In fact, I believe most men avoid looking at it seriously at all costs--it's too uncomfortable to have to look at this.

 Let me clean that statement up--I didn't see the purpose or value in my own integrity.

 That all changed one Monday night in 2010 as I came face to face with the wake of my own integrity--or lack of it.

 I went to that Monday night...clearing round...and then the integrity round.

 There's nothing like a crisis in a man's life to bring him to looking at making changes--to throttle him into movement...and I was throttled.

 I tried to muster up the voice and courage to get to my feet.  I headed to the center of the circle to face everyone.  I had always heard "the circle is strong enough for that" but was it strong enough for the good, the bad, and the ugliness of this?

 I had no choice--I had already lost my job, lost my reputation, my family's respect and my credibility.

 I confessed it all to that circle of men...it all came out...it sounded ghastly...it sounded depraved and awful...when I was finished I stood there, head down and full of shame...I was looking into the hardest place--the mirror. My integrity was ugly rags that couldn't cover me.

 I remember looking out at some of the men and seeing some faces that were angry and disapproving, others in shock and I couldn't look at them in the face so I bowed my head.  This can't be happening I thought...this can't be where and how my story ends...this isn't who I'm supposed to be.

 Some men indeed were angry at me....some never spoke to me again after that night.  One man cleared with me months later.
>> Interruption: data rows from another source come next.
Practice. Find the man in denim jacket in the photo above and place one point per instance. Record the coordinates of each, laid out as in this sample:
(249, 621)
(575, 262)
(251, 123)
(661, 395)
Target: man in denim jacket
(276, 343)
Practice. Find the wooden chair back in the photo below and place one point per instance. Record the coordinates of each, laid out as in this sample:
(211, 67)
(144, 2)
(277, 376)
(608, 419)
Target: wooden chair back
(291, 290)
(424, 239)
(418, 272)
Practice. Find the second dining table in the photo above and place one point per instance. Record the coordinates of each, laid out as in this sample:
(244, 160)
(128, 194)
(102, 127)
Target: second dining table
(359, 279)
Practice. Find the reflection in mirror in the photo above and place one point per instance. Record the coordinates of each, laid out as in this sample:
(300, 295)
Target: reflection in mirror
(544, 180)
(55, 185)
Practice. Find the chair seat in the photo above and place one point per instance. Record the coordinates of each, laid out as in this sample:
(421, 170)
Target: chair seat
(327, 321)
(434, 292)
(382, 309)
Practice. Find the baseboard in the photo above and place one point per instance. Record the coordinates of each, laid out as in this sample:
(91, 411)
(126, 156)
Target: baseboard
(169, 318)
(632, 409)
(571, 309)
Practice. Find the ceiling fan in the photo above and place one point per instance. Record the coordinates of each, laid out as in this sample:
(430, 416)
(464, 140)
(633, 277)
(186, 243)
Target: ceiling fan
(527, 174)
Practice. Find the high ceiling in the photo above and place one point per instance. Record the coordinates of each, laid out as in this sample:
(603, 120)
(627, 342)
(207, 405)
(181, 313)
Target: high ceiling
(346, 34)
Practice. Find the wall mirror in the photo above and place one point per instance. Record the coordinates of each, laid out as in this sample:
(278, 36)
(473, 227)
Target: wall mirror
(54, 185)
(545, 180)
Many men to my surprise decided to walk this journey out with me...and that was more than I had expected.

 I still stood in the center of the circle..shirt soaked with sweat, my head burning up and yet I was chilled by the AC that had kicked on. I longed for tears to shower me and clean me from the dirtiness of my own story...but they failed to come.

 Out of the awkwardness of the silence... as I stood there came a voice saying "I forgive you Glenn"...then a second..."I forgive you Glenn" ...then a third...a fourth and fifth.  I knew a few of the voices but they came from different directions--and I was shocked.

 Have you ever heard something and wondered if anyone ever heard it too? But you were afraid to ask-or talk about it?

 That's when I heard a voice--it came from behind me--it emanated from the empty spot in the circle where I had been sitting before I moved to the center---it said "I love you Glenn."

 Now I had rarely been granted forgiveness in my life, but I definitely had never heard these words ever.  To this day I believe it was the voice of God the Father giving me strength and courage for the journey that lay ahead.

 I turned my head and opened my eyes but no one was there in that spot. I started to sob heavy tears. How is it I could always be ready to fight but not prepared to hear love?  It came at me like a right hook that I never saw coming--and--It knocked me out...I haven't been the same since. It ruined isolation for me.

 I don't remember when the last time I had allowed myself to cry--but it had been many years.  The salty warm sensation brought back memories of growing up--memories long since locked away and that had been walled up--never, ever to be reopened or touched--and never to be felt again.  That sadness was from a deep reservoir that I dare not acknowledge or examine lest I be swept into its swift currents and never be found again.

 As I look back on this past Monday evening and what transpired, I can't help but smile as I recall the voices of many men challenging each other. I no longer hear something
unimportant, nothing militant or procedural...I hear the calling to have words and actions in congruency in the way I was challenged from the voices within--and then challenged from the outside voices.  I could fight against them or fake them, even stay silent to them...but to quote a New Adam Friday night quote--"but then--that's not why I'm here."

 The value of being in integrity as a man--to me is equivalent to having my fractures pushed back into placement and bandaged--it was the ER help I needed to begin to heal. It hurt bad having them set...

...But it is these scars that have now become my gold.